ISRAEL: Author fails to make it to Lebanon, but lawmakers are on their way to Libya
Poor Ala Hlehel. The Arab author from Israel never did make it to Beirut to take part in the literary festival and receive his award. After clearing the Israeli hurdle, he tripped over the Lebanese one and before bureaucracy there could figure out what to do with the would-be visitor and his Israeli passport, the festival came and went -- and Hlehel remained in-waiting in London with his disappointment, ash cloud and all.
Now, other Israeli citizens are headed for a surprise destination in the region.
An Arab delegation from Israel is going to Libya this weekend, the daily Maariv reported (in Hebrew) Wednesday. The group of 30 prominent public figures Israel's Arab citizens -- lawmakers, writers, journalists and others -- will meet with Libyan leader Moammar Kadafi.
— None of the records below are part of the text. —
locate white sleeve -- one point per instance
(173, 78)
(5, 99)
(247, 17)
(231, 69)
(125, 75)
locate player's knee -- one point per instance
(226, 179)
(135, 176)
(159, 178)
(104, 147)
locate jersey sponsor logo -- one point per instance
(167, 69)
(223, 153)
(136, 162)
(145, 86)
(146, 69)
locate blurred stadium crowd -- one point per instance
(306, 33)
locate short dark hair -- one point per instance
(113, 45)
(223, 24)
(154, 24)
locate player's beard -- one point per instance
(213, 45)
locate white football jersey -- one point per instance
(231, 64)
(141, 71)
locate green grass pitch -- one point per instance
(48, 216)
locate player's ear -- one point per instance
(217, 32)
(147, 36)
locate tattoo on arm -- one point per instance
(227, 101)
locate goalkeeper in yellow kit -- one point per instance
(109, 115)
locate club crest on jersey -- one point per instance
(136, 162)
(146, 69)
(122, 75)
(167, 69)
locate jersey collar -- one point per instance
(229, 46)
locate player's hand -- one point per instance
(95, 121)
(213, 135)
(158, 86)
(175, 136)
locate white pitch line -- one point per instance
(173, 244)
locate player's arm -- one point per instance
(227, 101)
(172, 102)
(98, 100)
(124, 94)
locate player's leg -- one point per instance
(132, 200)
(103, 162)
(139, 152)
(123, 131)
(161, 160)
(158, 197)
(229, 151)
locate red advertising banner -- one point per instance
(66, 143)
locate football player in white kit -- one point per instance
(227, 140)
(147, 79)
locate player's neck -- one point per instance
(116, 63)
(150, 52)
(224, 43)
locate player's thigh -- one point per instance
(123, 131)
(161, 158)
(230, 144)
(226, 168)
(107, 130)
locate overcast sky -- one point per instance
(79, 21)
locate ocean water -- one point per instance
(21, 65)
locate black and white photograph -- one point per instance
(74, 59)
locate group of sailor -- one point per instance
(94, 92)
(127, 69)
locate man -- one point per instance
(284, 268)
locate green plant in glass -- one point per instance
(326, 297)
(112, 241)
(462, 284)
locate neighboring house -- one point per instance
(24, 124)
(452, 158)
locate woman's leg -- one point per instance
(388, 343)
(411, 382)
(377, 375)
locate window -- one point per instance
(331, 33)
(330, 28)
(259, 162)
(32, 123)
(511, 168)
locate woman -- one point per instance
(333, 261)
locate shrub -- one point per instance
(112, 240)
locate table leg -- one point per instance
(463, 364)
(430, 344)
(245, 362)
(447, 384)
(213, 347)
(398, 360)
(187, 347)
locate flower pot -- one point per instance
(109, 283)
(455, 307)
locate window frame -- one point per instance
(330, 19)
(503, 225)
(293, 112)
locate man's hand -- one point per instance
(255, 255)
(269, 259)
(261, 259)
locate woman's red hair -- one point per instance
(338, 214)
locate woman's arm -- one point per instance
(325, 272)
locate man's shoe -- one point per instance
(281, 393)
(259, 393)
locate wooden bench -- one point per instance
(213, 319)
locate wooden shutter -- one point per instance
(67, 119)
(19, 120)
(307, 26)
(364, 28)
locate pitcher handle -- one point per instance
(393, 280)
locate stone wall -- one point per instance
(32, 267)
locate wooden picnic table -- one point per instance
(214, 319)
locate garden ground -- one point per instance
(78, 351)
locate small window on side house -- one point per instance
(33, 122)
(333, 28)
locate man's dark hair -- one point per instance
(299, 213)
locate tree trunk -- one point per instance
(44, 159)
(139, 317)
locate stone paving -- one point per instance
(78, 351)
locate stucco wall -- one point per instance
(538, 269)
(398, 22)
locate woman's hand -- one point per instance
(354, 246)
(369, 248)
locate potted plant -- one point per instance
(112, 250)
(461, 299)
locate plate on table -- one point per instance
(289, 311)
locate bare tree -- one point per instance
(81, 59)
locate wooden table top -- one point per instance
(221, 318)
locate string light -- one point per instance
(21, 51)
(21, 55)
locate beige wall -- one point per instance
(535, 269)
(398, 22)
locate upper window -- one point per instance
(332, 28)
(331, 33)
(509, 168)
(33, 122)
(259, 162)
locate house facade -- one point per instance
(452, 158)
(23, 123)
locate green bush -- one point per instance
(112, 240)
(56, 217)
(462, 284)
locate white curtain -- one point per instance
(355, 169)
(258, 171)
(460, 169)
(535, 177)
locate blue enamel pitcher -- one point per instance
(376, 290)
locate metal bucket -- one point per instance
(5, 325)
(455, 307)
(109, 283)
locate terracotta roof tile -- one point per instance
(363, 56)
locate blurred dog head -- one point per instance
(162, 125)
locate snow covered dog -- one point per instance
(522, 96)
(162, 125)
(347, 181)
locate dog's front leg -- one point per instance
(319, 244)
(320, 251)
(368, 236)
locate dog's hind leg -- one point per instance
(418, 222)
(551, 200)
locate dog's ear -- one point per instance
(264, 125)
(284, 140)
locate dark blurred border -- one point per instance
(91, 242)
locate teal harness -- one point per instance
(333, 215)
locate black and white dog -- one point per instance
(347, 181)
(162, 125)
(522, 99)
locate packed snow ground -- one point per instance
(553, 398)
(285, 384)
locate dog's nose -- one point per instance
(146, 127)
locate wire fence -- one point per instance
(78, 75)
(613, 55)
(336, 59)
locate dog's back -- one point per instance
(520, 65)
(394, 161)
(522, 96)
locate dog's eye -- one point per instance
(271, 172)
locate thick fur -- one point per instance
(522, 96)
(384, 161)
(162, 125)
Boarding the plane to Amman on Saturday, legislator Ahmad Tibi called the visit "historic" and said their meeting with Kadafi was important.
Legislator Jamal Zahalkah told Israeli media that the first thing Kadafi did as chairman of the Arab summit was to invite them to Libya and that they welcome this.
"We want the gates of the Arab world to be open to us, regardless of such or other political agreements," Zahalkah said. Until now, "the Arab League ignored us," he said, adding that it was important for Arabs from Israel to maintain ties with the Arab countries in all areas of life, including culture, education and religion. He describes the detachment of Arab Israelis as living in a "double ghetto."
Kadafi's idea of 'Isratine,' a single Israeli-Palestinian state, was widely sniffed at. But lawmaker and delegation-member Taleb el Sana says that thanks to the Israeli government's policy on settlements, "the two state solution is no longer relevant" and that the only practical solution remaining is a single state for all.
News of the trip to Libya raised a few eyebrows among the legislators' Jewish colleagues. Parliament speaker Rubi Rivlin said that to the best of his knowledge, Israel and Libya were not in a state of war and that there was no reason the lawmakers shouldn't go so long as they are doing their job loyally. But Arieh Eldad said he hopes the delegation stays in Libya. "Under the patronage of the enlightened, progressive and egalitarian Kadafi, they can work to realize their political intent -- destroying Israel as a Jewish, democratic state," the lawmaker told the Maariv this week.